By Anne Sherry, J.D.
An SEC-hosted regulatory roundtable on the nascent regulatory regime for municipal advisors took an optimistic outlook, even as an OCIE risk report identified compliance deficiencies uncovered in examinations. Panelists from the MSRB, SEC, and FINRA see the rules as providing opportunities and a level playing field for firms, while mitigating issues in the marketplace and giving tools to regulators. Mark Zehner of the SEC’s Division of Enforcement quipped that he hopes the regime puts him out of a job.
Examination deficiencies. The risk alert is a short document that both identifies the forms and compliance obligations relating to municipal advisors and identifies OCIE staff’s observations in over 110 examinations of MAs. The regulatory roundtable closed out a compliance outreach program held at the SEC’s Atlanta office. When Ritta McLaughlin (MSRB) opened the discussion by asking what keeps the panelists up at night, OCIE examiner Nadine Sophia Evans referred to the risk alert. It is critical for advisers to understand their obligations, and the examinations revealed books-and-records deficiencies, inadequate policies and procedures, written supervisory procedures that do not reflect what the firm is actually doing in practice, and “the elephant in the room” of registration issues. Evans added that MAs should look at the spirit of the rules to focus on what the regulators were ultimately trying to achieve.
Other panelists echoed the concerns about failures to register and what FINRA examination manager Gene C. Davis called a “lackadaisical” approach toward compliance. Rebecca Olsen of the SEC’s Office of Municipal Securities questioned whether form documents are really being used thoughtfully, after reflection and customization for each particular deal.
A rosy outlook. Despite these qualms, the panel seemed unanimously optimistic about the regulatory regime’s impact on the industry.
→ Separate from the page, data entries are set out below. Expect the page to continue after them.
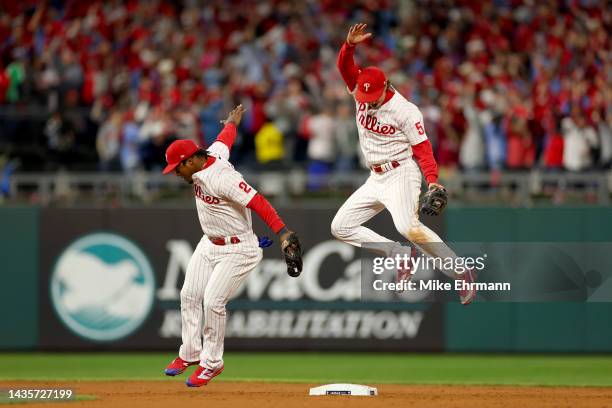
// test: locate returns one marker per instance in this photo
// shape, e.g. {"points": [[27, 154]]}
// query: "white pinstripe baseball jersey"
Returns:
{"points": [[221, 196], [387, 133]]}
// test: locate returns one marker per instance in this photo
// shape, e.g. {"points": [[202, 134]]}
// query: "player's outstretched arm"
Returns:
{"points": [[225, 140], [346, 63]]}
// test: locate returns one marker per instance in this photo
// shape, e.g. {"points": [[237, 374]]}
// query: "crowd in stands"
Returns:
{"points": [[503, 85]]}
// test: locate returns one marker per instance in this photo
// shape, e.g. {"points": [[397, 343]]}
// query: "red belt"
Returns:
{"points": [[224, 241], [381, 168]]}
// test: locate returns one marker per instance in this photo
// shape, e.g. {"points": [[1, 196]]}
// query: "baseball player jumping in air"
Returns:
{"points": [[227, 252], [393, 141]]}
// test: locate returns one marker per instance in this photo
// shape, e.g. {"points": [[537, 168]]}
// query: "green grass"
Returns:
{"points": [[370, 368]]}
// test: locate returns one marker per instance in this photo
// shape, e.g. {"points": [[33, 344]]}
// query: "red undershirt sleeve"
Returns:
{"points": [[266, 212], [423, 153], [347, 67], [227, 135]]}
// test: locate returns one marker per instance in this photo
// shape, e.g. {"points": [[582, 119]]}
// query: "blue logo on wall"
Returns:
{"points": [[102, 287]]}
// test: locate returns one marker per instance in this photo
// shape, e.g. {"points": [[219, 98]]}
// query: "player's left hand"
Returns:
{"points": [[235, 116], [292, 250]]}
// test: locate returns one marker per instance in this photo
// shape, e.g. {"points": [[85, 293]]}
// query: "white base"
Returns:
{"points": [[344, 389]]}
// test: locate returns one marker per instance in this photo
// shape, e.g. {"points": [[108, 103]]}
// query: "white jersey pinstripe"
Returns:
{"points": [[221, 196], [387, 133]]}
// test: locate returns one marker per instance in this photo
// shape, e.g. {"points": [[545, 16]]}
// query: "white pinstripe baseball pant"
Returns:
{"points": [[397, 190], [213, 274]]}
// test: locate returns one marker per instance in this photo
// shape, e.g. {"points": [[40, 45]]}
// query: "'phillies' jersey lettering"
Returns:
{"points": [[206, 198], [371, 123], [388, 132]]}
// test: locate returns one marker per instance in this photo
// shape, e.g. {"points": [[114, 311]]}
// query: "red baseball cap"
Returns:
{"points": [[178, 151], [370, 84]]}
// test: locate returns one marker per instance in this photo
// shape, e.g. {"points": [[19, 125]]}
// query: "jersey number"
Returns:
{"points": [[244, 187], [419, 127]]}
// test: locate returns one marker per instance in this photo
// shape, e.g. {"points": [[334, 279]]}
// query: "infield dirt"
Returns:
{"points": [[153, 394]]}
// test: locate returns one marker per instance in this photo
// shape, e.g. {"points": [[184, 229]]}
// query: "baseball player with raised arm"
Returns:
{"points": [[227, 252], [393, 141]]}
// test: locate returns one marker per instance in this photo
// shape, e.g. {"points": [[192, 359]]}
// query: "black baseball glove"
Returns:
{"points": [[292, 250], [434, 200]]}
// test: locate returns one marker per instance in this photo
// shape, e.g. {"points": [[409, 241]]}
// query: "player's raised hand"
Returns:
{"points": [[357, 34], [235, 116]]}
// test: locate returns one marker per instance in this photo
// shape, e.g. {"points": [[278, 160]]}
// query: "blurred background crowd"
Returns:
{"points": [[503, 85]]}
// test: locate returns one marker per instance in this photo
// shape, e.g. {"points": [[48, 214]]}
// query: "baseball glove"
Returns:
{"points": [[434, 200], [292, 250]]}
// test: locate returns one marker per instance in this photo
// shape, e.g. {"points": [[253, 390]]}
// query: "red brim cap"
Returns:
{"points": [[372, 96], [178, 151]]}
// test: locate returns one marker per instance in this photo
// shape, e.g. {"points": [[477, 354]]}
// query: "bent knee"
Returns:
{"points": [[340, 230], [215, 307], [418, 234]]}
Zehner said that a good class of registered MAs is the antidote to the problem of clients getting railroaded into unsuitable investments. The regime should give MAs confidence that they will be protected and their interests will be addressed. Gail Marshall, chief compliance officer of the MSRB, hopes that MAs will see the entities represented by the panel as resources and not “mean regulators.” She cited OCIE’s risk alert and added that the MSRB has educational resources and webinars, a needs analysis example, training plan template, and FAQs.
Practical advice. The panelists also offered some practical advice focused around dynamic procedures and best practices. When asked what an MA should do if a client wants to take on more risk than the advisor thinks is suitable, Olsen said the advisor should go through the normal steps and diligence to come up with a recommendation for the client. If the client is unswayed, the advisor does not need to disengage, but may want to document the engagement well. Zehner added that the MA needs to remember that the client is not the individual, but the entity. He cited an enforcement example where a mayor was so adamant that the advisor had gotten the numbers for feasibility runs wrong that the advisor changed them. The mayor was happy and all was well—until the bonds went into default.
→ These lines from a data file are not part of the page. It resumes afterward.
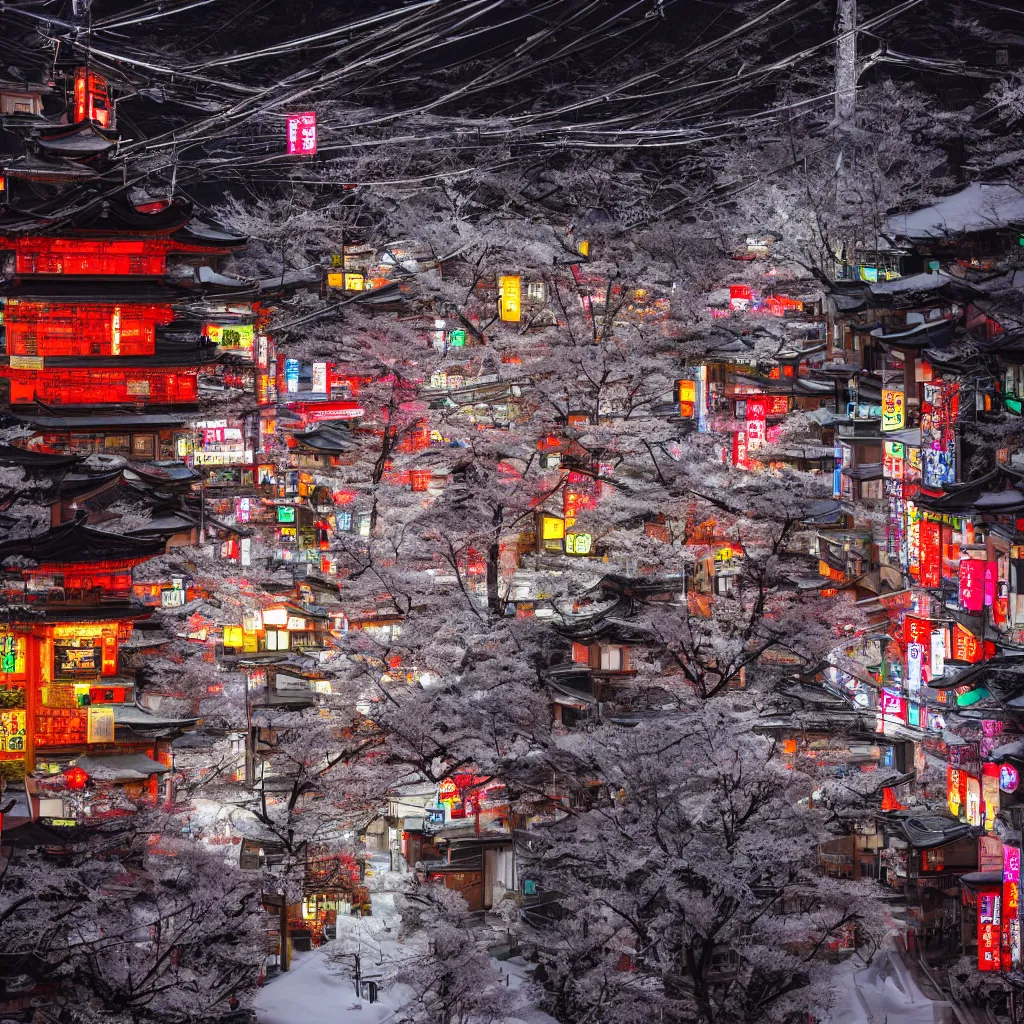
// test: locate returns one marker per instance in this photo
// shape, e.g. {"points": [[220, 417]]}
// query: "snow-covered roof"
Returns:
{"points": [[979, 207], [121, 767], [913, 283]]}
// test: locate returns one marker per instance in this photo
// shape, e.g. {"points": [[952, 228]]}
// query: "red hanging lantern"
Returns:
{"points": [[76, 778]]}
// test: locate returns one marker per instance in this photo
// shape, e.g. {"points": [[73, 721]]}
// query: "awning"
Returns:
{"points": [[120, 767]]}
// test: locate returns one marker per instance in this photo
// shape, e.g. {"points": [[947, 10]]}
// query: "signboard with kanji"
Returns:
{"points": [[302, 134]]}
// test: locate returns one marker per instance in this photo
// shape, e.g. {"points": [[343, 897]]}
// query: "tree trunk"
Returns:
{"points": [[846, 60]]}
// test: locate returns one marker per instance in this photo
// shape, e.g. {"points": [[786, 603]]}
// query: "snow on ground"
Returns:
{"points": [[883, 993], [317, 990]]}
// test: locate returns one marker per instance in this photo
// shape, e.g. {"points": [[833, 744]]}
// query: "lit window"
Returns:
{"points": [[611, 658]]}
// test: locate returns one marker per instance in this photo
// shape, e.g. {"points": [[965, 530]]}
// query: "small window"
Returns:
{"points": [[142, 445]]}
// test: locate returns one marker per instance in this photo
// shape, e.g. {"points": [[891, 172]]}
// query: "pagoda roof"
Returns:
{"points": [[912, 292], [328, 440], [74, 543], [172, 475], [205, 232], [29, 166], [75, 289], [112, 418], [81, 211], [77, 140], [33, 460], [978, 208], [1000, 491], [176, 356], [918, 336]]}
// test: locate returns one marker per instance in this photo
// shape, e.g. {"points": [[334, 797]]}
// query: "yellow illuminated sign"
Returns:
{"points": [[508, 298], [552, 528], [687, 398], [578, 544]]}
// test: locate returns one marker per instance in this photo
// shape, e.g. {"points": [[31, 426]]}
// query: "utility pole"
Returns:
{"points": [[846, 60]]}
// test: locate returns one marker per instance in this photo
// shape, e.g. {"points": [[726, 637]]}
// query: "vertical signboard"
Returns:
{"points": [[1011, 908], [302, 134]]}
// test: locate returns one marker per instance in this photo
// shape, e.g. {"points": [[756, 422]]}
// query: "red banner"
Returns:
{"points": [[972, 585], [966, 646], [989, 928], [931, 554], [1011, 933], [918, 631]]}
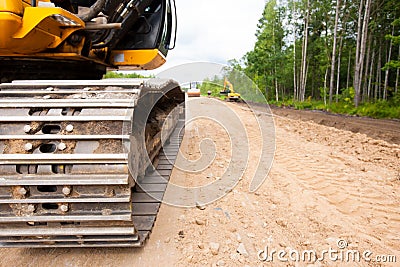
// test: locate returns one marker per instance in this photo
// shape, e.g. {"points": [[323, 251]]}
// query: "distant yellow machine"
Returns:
{"points": [[229, 92], [193, 93]]}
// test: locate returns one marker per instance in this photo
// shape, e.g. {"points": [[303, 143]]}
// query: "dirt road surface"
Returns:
{"points": [[328, 188]]}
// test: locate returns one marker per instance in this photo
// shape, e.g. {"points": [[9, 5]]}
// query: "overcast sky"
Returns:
{"points": [[214, 30]]}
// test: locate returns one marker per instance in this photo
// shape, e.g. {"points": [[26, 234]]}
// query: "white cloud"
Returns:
{"points": [[214, 30]]}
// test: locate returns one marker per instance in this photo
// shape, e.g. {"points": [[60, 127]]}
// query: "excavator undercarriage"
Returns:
{"points": [[85, 164]]}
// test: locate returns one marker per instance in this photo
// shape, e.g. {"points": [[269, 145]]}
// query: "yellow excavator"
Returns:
{"points": [[229, 93], [84, 162]]}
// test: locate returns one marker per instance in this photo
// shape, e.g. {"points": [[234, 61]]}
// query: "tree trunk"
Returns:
{"points": [[378, 75], [294, 52], [303, 77], [387, 71], [360, 51], [325, 84], [397, 76], [331, 83], [365, 92], [348, 71], [338, 69], [371, 70]]}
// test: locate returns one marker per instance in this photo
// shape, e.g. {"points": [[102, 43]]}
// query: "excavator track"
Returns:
{"points": [[86, 165]]}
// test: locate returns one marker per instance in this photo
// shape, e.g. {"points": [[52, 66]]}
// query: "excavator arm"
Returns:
{"points": [[88, 35]]}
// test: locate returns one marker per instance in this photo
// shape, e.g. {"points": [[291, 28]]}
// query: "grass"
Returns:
{"points": [[379, 109]]}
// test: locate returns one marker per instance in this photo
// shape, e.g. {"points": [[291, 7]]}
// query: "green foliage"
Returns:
{"points": [[380, 109], [113, 74]]}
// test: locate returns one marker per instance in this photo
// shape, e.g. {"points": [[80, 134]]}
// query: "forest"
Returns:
{"points": [[338, 55]]}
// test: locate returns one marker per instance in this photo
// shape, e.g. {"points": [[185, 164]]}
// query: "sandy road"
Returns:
{"points": [[325, 185]]}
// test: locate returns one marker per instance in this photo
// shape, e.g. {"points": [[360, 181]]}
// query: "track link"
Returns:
{"points": [[73, 161]]}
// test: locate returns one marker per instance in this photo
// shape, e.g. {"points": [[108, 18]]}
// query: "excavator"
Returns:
{"points": [[85, 162], [229, 93]]}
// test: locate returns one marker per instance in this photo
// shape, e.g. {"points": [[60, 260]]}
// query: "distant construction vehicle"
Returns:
{"points": [[229, 92]]}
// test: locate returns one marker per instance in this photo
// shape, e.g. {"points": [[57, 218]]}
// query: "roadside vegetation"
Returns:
{"points": [[341, 56]]}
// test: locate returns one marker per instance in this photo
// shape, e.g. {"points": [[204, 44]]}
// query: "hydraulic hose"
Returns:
{"points": [[95, 9]]}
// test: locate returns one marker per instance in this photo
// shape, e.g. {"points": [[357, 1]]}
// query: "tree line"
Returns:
{"points": [[328, 50]]}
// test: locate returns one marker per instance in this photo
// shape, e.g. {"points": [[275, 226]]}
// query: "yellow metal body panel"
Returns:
{"points": [[31, 31], [39, 29], [15, 7], [138, 59]]}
As for processes and procedures, Evans suggested that MA firms create a cheat sheet of compliance dates and requirements and do regular (monthly or bimonthly) checkups. Davis agreed, clarifying that when the panelists talk about processes, they don’t mean simply keeping a manual that states what fiduciary duties are owed. It means having a checklist, asking whether a particular procedure was followed or disclosure made. Making a point of documenting deals with memoranda and referring back to them later is another example of a process, he said. Zehner affirmed that documentation is critical, adding that if enforcement staff see a contemporaneous memo, it demonstrates that the firm was not trying to hide the ball.